2- Hadits Abu Hurairah dalam shahih al-Bukhari dan Muslim tentang laki-laki yang shalat tidak benar, di akhir hadits Nabi saw bersabda,

ثُمَّ افْعَلْ ذَلِكَ فِي صَلاَتِكَ كُلَِّهَا

Kemudian lakukanlah itu dalam semua shalatmu.”

Dalam riwayat al-Baihaqi,

ثُمَّ افْعَلْ ذَلِكَ فِي كُلِّ رَكْعَةٍ

Kemudian lakukan itu dalam setiap rakaat.” Sanadnya dinyatakan shahih oleh an-Nawawi.
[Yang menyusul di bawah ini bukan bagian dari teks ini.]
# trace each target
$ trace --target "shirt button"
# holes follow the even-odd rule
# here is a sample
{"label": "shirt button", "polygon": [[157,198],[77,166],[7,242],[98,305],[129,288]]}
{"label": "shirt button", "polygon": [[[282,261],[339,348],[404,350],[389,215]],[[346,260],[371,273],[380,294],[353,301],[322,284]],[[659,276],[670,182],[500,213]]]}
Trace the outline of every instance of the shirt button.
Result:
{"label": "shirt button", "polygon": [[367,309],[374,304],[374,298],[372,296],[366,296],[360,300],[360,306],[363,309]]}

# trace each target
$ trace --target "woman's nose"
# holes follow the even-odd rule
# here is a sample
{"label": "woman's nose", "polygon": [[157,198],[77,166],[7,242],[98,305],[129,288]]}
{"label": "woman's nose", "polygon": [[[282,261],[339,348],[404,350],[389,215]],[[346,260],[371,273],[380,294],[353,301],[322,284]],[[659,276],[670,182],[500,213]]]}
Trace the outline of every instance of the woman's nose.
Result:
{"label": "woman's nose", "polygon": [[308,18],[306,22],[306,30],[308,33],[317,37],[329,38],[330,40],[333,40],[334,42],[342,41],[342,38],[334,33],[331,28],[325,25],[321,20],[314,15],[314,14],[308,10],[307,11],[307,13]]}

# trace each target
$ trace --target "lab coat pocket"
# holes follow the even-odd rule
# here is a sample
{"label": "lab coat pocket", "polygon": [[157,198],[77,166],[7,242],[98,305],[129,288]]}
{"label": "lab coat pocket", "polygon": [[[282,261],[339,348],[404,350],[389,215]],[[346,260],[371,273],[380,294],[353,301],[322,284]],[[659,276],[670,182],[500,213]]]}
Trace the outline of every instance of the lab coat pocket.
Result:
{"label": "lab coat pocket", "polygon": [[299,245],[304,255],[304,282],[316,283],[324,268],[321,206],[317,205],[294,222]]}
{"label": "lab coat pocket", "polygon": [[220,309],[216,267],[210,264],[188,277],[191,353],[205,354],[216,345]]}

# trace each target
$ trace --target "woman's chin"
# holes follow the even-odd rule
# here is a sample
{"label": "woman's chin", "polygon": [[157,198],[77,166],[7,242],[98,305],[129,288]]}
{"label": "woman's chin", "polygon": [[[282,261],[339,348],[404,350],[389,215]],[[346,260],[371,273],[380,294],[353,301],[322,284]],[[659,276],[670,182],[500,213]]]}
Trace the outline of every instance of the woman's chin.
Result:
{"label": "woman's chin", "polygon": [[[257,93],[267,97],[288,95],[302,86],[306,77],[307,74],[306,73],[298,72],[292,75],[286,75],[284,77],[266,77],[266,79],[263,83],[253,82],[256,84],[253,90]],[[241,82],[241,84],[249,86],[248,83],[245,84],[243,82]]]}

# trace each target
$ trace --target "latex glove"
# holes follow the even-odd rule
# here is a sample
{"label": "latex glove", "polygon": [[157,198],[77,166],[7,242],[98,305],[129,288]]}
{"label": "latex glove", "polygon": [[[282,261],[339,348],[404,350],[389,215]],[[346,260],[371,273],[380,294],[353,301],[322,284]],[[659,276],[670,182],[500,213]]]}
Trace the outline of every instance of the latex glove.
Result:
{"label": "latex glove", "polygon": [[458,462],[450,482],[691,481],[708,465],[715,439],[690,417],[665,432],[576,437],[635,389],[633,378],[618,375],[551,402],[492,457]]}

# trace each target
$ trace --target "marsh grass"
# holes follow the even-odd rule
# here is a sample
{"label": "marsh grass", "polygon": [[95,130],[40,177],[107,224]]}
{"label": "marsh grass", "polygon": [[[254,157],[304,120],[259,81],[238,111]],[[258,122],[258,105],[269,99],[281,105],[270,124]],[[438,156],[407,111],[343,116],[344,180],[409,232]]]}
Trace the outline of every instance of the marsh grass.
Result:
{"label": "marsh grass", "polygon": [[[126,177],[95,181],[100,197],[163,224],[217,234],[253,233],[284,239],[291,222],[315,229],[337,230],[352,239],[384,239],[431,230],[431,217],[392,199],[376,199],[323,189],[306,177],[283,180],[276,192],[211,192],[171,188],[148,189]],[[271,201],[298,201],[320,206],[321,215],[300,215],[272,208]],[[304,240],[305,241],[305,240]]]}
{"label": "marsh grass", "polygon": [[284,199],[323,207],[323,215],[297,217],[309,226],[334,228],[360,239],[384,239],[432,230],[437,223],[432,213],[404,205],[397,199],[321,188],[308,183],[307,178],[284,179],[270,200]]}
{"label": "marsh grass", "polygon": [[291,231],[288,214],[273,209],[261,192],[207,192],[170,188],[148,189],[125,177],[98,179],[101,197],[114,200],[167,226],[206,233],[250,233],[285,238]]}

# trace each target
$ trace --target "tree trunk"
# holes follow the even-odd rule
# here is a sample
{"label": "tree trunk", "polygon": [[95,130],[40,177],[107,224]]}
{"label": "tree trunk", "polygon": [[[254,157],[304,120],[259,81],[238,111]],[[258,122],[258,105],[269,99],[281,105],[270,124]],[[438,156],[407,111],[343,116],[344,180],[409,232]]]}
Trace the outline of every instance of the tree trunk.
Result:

3- Hadits Malik bin al-Huwairits,

صَلُّوْا كَمَا رَأَيْتُمُوْنِيْ أُصَلِّيْ

Shalatlah kalian sebagaimana kalian melihatku shalat.” (HR. Al-Bukhari).

Dan sudah terbukti secara shahih bahwa Nabi saw membaca al-Fatihah dalam setiap rakaat sebagaimana dalam hadits Abu Qatadah di atas.

Pendapat kedua berdalil kepada :

1- Dari Ibnu Abbas berkata, “Aku tidak mengetahui apakah Rasulullah saw membaca dalam shalat Zhuhur dan Ashar atau tidak.” (HR. Abu Dawud). Imam an-Nawawi berkata, “Sanadnya shahih.”.

2- Dari Abdullah bin Abdullah bin Abbas berkata, “Kami datang kepada Ibnu Abbas, kami berkata kepada seorang pemuda, ‘Tanyakan kepada Ibnu Abbas apakah Rasulullah saw membaca dalam shalat Zhuhur dan Ashar?’ Dia menjawab, “Tidak.” (HR. Abu Dawud). An-Nawawi berkata, “Sanadnya shahih.”

Pendapat pertama rajih karena ketidaktahuan atau penafian Ibnu Abbas tidak bertentangan dengan penetapan Abu Hurairah dan Abu Qatadah, yang tidak tahu berkata tidak tahu, dan tidak tahu tentang sesuatu bukan berarti ia tidak ada, begitu pula dalam masalah ini, Ibnu Abbas tidak menetapkan, ini bukan hujjah, karena yang menjadi hujjah adalah yang menetapkan.

Bagaimana jika al-Fatihah tertinggal karena lupa?

Pendapat yang shahih dalam masalah ini adalah bahwa kewajiban membacanya tidak gugur karena lupa, sebab ia adalah rukun, rukun tidak gugur kewajibannya karena lupa, jika mushalli teringat pada saat ruku’ atau setelahnya sebelum berdiri kepada rakaat kedua maka dia kembali berdiri dan membacanya. Jika dia teringat setelah dia berdiri di rakaat kedua maka rakaat pertama gugur dan rakaat kedua menjadi yang pertama. Jika dia teringat setelah salam dan waktunya belum jauh, maka dia harus kembali shalat, melanjutkan apa yang telah dia kerjakan lalu dia melaksanakan rakaat tambahan dan sujud sahwi. Jika waktunya sudah jauh maka dia mengulang shalatnya. Wallahu a’lam.